Dans la gamme Serge Ferrari, le produit baptisé Soltis Safe SK20 fournit un autre exemple d'application récente dans le domaine de l'incombustibilité. Utilisé dans l'univers des établissements publics, il peut s'adapter à des stores sur les verrières ou bien à des stores sur les vitrages. Là encore, les réglementations deviennent très rigoureuses et la non combustibilité est requise. Les équipes R&D de Serge Ferrari ont donc imaginé un produit très léger, enroulable, avec des performances thermiques très élevées et qui est ajouré. « On peut voir à travers, tout en ayant une fonction de protection solaire », précise Philippe Espiard.

La solution Soltis Safe SK20 déployée dans un aéroport

Enfin, pour le marché de l'architecture tendue et des structures modulaires, Serge Ferrari est en train de développer une membrane qui sera commercialisée fin 2019. Elle sera constituée d'une enduction polymérique avec une armature en fibre de verre tissée et c'est la conjonction de ces deux briques technologiques qui permettra d'obtenir un produit souple, avec une excellente résistance mécanique et une réelle non combustibilité. Baptisée Flexlight Shield, elle répond aux exigences de plus en plus élevées de certains pays en matière de résistance et réaction au feu. Son tissage non combustible permet en effet à la structure de rester en place et protège l'intérieur de la tente en faisant barrage aux résidus feu, braises et autres, projetés sur le toit ou sur les parois. Répondant aux normes les plus drastiques en vigueur au Japon, en Corée ou aux États-Unis, Flexlight Shield devance, pour le marché européen, les normes plus sévères qui vont être exigées dans les années à venir.

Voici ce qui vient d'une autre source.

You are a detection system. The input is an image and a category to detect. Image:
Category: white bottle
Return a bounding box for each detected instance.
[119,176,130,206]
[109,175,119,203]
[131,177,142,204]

Un service R&D redimensionné​

Désormais dirigé par Philippe Espiard, le service R&D de Serge Ferrari réunit une quarantaine d'experts (ingénieurs, docteurs ingénieurs) répartis entre les trois centres de recherche de La Tour-du-Pin, en France, Emmenbrücke et Eglisau, en Suisse. La diversité de leurs profils scientifiques et de leurs compétences (chimie, physico-chimie, mécanique, matériaux composites…) favorise des échanges très riches pour relever les défis lancés par les clients et anticiper leurs besoins. Les équipes de R&D assurent également une veille technologique et participent à des projets collaboratifs. Plusieurs dizaines de projets de ce type sont en cours.

Les investissements en matière de R&D (4,5 % du chiffre d'affaires) font partie intégrante du plan de développement du groupe, engagé dans l'innovation depuis sa création. En 2018, six nouveaux brevets ont été déposés. Le groupe Serge Ferrari détient en pleine propriété un portefeuille de plus de quarante brevets, dont près de vingt sont exploités aujourd'hui. La nature des brevets du Groupe est très variée puisqu'elle recouvre à la fois :

- les nouveaux produits ;

- les procédés industriels de fabrication des matériaux ;

- la formulation des composites ;

- les systèmes et technologies liées à l'utilisation des matériaux ;

- les accessoires associés aux ventes de matériaux.